My children and I are currently in recovery after leaving a domestic violence situation back in 2010.  Both my children and I have PTSD, but we are on the path to recovery.  Both of my children also have high functioning autism, complicating treatment and their recovery.   It has been a long haul to get where we are today.  Not all of the treatment that we have received was helpful or effective.  The biggest thing that has helped us is knowing that we have friends and family that care about us.  I am sharing our story because what has helped us may help others.

When I initially left my ex-husband we were extremely isolated, and that made it difficult to leave and heal.  I am originally from the North Shore, and my ex moved us to Lowell, which isolated me.  I didn’t know anyone in the area.  Luckily, we found a program that allowed their social workers to visit me frequently.  They provided the support that I needed to push me to follow through with leaving my situation.  This experience has taught me that we truly need the support of others  There are some things that we cannot do completely alone.  Raising children is one of them.  It really does take a village.

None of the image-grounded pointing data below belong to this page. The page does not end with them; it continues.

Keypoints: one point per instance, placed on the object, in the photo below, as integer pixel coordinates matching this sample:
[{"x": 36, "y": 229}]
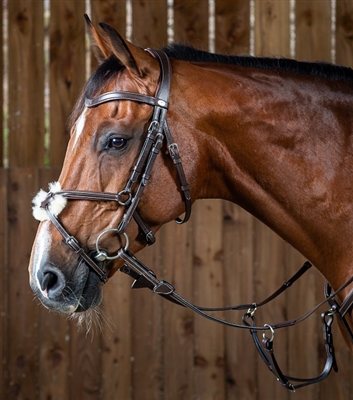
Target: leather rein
[{"x": 143, "y": 277}]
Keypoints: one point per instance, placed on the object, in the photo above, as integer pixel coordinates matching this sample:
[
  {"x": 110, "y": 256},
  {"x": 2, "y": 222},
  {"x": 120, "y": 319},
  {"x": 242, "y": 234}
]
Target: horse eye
[{"x": 117, "y": 143}]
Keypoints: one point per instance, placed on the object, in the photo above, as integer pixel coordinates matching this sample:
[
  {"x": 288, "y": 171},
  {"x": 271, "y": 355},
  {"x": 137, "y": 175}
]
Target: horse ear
[
  {"x": 120, "y": 49},
  {"x": 101, "y": 47}
]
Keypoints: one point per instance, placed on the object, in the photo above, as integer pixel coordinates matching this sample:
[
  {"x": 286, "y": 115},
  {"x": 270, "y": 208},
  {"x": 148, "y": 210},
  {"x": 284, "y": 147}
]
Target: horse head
[{"x": 103, "y": 157}]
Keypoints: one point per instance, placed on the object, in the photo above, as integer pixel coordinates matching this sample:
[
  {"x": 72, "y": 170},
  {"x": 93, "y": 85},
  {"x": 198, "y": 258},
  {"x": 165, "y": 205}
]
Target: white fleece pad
[{"x": 57, "y": 204}]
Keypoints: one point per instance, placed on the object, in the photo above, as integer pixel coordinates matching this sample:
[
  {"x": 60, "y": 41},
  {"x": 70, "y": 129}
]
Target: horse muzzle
[{"x": 74, "y": 287}]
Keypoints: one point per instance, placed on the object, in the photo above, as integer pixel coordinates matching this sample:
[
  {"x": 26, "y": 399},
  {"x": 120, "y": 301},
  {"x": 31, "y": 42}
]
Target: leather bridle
[{"x": 143, "y": 277}]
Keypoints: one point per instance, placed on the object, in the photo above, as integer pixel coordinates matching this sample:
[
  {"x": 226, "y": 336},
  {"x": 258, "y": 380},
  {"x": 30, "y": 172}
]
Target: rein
[{"x": 143, "y": 277}]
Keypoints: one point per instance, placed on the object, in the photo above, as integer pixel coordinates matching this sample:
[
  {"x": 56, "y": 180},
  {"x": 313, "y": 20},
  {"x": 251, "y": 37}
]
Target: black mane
[{"x": 320, "y": 69}]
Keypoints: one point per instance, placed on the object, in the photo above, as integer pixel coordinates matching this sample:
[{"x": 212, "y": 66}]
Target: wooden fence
[{"x": 150, "y": 349}]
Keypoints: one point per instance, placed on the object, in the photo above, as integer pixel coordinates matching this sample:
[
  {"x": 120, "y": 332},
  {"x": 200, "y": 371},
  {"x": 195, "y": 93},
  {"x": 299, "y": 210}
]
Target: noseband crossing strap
[
  {"x": 145, "y": 278},
  {"x": 141, "y": 173}
]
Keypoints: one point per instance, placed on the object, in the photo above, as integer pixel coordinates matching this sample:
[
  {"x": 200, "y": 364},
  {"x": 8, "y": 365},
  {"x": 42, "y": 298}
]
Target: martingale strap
[{"x": 146, "y": 278}]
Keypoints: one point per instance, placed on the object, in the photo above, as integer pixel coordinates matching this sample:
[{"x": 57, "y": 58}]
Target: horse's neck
[{"x": 281, "y": 148}]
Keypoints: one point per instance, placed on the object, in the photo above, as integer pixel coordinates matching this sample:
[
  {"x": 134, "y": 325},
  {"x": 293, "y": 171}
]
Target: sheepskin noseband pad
[{"x": 56, "y": 205}]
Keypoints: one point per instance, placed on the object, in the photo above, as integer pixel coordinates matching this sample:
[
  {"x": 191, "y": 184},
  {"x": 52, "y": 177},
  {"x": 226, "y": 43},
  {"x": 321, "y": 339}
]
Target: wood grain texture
[
  {"x": 232, "y": 27},
  {"x": 191, "y": 23},
  {"x": 313, "y": 30},
  {"x": 26, "y": 83},
  {"x": 272, "y": 28},
  {"x": 344, "y": 32},
  {"x": 67, "y": 70}
]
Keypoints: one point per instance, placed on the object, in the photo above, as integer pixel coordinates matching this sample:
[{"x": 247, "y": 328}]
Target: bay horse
[{"x": 274, "y": 136}]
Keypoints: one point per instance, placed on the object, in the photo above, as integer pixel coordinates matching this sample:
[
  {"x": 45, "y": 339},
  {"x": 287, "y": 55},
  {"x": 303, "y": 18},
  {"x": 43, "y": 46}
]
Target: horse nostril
[
  {"x": 52, "y": 282},
  {"x": 49, "y": 281}
]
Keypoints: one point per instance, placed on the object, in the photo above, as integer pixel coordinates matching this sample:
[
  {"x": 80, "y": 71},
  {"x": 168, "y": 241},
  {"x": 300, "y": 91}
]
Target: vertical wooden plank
[
  {"x": 116, "y": 308},
  {"x": 84, "y": 367},
  {"x": 22, "y": 318},
  {"x": 340, "y": 385},
  {"x": 53, "y": 335},
  {"x": 177, "y": 261},
  {"x": 272, "y": 28},
  {"x": 313, "y": 30},
  {"x": 239, "y": 275},
  {"x": 271, "y": 39},
  {"x": 153, "y": 32},
  {"x": 147, "y": 345},
  {"x": 344, "y": 32},
  {"x": 3, "y": 277},
  {"x": 232, "y": 27},
  {"x": 26, "y": 83},
  {"x": 67, "y": 70},
  {"x": 191, "y": 23},
  {"x": 209, "y": 380}
]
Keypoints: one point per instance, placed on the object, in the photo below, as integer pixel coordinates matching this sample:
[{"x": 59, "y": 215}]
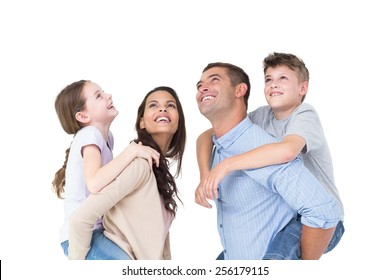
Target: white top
[{"x": 76, "y": 190}]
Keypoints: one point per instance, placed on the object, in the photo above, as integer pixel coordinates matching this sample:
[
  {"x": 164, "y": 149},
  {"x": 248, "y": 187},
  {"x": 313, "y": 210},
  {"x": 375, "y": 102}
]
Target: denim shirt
[{"x": 254, "y": 204}]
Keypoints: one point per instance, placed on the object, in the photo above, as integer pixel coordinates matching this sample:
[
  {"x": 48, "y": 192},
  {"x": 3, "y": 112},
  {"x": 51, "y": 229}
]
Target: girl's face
[
  {"x": 99, "y": 107},
  {"x": 161, "y": 117}
]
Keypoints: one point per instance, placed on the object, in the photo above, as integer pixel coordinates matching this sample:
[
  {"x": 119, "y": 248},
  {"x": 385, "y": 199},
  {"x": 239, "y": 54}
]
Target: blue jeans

After leaving my ex, my family immediately started therapy with a big agency in Lowell.  This agency taught me how to restrain my children, triggering them in the office to have me practice restraint.  I now know this was a completely inappropriate thing to do.  Restraint should always be a last resort.  This agency, like many in the Lowell area, has a very high turnover of staff.  They also overmedicated me.  I luckily had a friend point this out to me.  Snowing me with medication was not a good solution, and it slowed my recovery.

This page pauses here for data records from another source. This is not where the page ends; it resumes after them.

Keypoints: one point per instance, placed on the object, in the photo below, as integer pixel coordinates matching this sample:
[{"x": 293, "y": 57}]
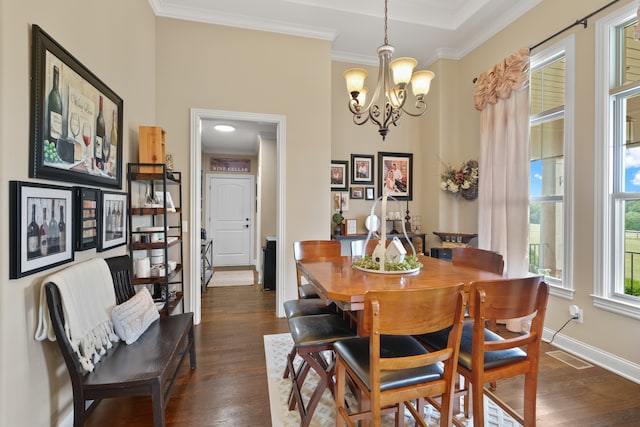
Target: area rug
[
  {"x": 231, "y": 278},
  {"x": 276, "y": 348}
]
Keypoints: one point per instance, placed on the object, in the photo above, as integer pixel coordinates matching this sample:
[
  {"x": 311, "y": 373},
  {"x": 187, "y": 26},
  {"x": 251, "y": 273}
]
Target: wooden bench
[{"x": 147, "y": 367}]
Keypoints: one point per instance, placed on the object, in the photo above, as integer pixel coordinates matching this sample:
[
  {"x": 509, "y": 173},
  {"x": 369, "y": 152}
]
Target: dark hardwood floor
[{"x": 229, "y": 385}]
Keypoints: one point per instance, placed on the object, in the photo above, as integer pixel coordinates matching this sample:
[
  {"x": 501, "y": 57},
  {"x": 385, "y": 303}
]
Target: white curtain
[{"x": 502, "y": 97}]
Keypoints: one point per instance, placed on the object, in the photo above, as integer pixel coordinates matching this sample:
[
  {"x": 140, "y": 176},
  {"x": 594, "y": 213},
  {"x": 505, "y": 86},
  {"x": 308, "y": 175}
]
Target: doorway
[
  {"x": 230, "y": 218},
  {"x": 195, "y": 197}
]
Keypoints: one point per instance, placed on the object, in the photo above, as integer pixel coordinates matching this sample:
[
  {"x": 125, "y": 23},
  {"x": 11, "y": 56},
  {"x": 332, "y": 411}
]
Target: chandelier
[{"x": 388, "y": 101}]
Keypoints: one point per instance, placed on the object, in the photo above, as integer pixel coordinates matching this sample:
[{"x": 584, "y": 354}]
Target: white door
[{"x": 230, "y": 201}]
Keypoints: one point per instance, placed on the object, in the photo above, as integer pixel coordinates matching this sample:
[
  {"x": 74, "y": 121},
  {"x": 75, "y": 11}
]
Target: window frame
[
  {"x": 606, "y": 229},
  {"x": 564, "y": 287}
]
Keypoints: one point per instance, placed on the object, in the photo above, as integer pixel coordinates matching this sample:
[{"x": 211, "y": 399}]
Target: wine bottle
[
  {"x": 62, "y": 231},
  {"x": 33, "y": 235},
  {"x": 53, "y": 231},
  {"x": 113, "y": 142},
  {"x": 118, "y": 220},
  {"x": 54, "y": 109},
  {"x": 44, "y": 233},
  {"x": 109, "y": 223},
  {"x": 100, "y": 133},
  {"x": 113, "y": 219}
]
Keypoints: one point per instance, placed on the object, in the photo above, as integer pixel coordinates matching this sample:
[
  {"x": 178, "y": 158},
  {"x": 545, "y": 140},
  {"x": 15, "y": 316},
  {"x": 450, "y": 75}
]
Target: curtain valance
[{"x": 502, "y": 79}]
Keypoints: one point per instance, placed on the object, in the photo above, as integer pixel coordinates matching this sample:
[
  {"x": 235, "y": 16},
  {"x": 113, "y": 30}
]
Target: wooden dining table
[{"x": 336, "y": 280}]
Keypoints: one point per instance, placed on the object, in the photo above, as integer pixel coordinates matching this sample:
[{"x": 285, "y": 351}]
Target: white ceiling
[{"x": 424, "y": 29}]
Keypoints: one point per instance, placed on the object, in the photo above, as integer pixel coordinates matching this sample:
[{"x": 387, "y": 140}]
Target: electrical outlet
[{"x": 576, "y": 313}]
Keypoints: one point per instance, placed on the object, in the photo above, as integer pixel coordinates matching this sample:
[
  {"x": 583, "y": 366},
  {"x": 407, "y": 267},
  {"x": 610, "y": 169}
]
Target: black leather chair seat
[
  {"x": 492, "y": 359},
  {"x": 309, "y": 331},
  {"x": 307, "y": 291},
  {"x": 307, "y": 307},
  {"x": 355, "y": 352}
]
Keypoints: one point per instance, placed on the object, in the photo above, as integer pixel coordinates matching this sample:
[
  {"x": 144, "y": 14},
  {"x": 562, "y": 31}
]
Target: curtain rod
[{"x": 582, "y": 21}]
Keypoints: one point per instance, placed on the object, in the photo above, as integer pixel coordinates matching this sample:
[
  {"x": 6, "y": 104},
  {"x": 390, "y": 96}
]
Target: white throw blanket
[{"x": 88, "y": 297}]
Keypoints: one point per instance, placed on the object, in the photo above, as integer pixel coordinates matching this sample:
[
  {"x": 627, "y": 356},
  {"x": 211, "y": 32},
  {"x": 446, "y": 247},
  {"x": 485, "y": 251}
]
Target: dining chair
[
  {"x": 314, "y": 338},
  {"x": 308, "y": 302},
  {"x": 313, "y": 249},
  {"x": 478, "y": 258},
  {"x": 389, "y": 367},
  {"x": 485, "y": 357}
]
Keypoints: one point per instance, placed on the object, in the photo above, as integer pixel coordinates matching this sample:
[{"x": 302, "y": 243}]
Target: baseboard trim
[{"x": 605, "y": 360}]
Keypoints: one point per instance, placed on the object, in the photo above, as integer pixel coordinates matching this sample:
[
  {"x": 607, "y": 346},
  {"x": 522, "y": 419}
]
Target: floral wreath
[{"x": 463, "y": 181}]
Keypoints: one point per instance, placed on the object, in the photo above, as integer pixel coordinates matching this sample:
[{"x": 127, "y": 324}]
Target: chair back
[
  {"x": 478, "y": 258},
  {"x": 494, "y": 358},
  {"x": 121, "y": 268},
  {"x": 358, "y": 249},
  {"x": 409, "y": 312},
  {"x": 508, "y": 298},
  {"x": 314, "y": 249}
]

For me to move forward, I needed to feel the pain I was feeling and move through it.  Taking a pill for depression and anxiety is not a fix.  Sometimes medication is needed, but overmedicating patients isn’t acceptable. Patients who live with anxiety and depression and/or who are recovering from trauma need to develop skills and foster their strengths to function fully.

I am very fortunate to have a circle of friends who care deeply about us.  One of my closest friends is a social worker who pointed me in the direction of Dr. Ross Greene’s, Collaborative Problem Solving (CPS).  I changed from a traditional consequence-based way of disciplining my children to listening to them, and looking at why they behave the way they do.  With this approach, I have been able to help them develop skills.   Attachment Regulation and Competency (ARC) is a trauma informed treatment approach (similar to CPS) that is beginning to be implemented in the Lowell area.  When working with children with mental health and behavior issues it is important to focus on building their skills and self-esteem.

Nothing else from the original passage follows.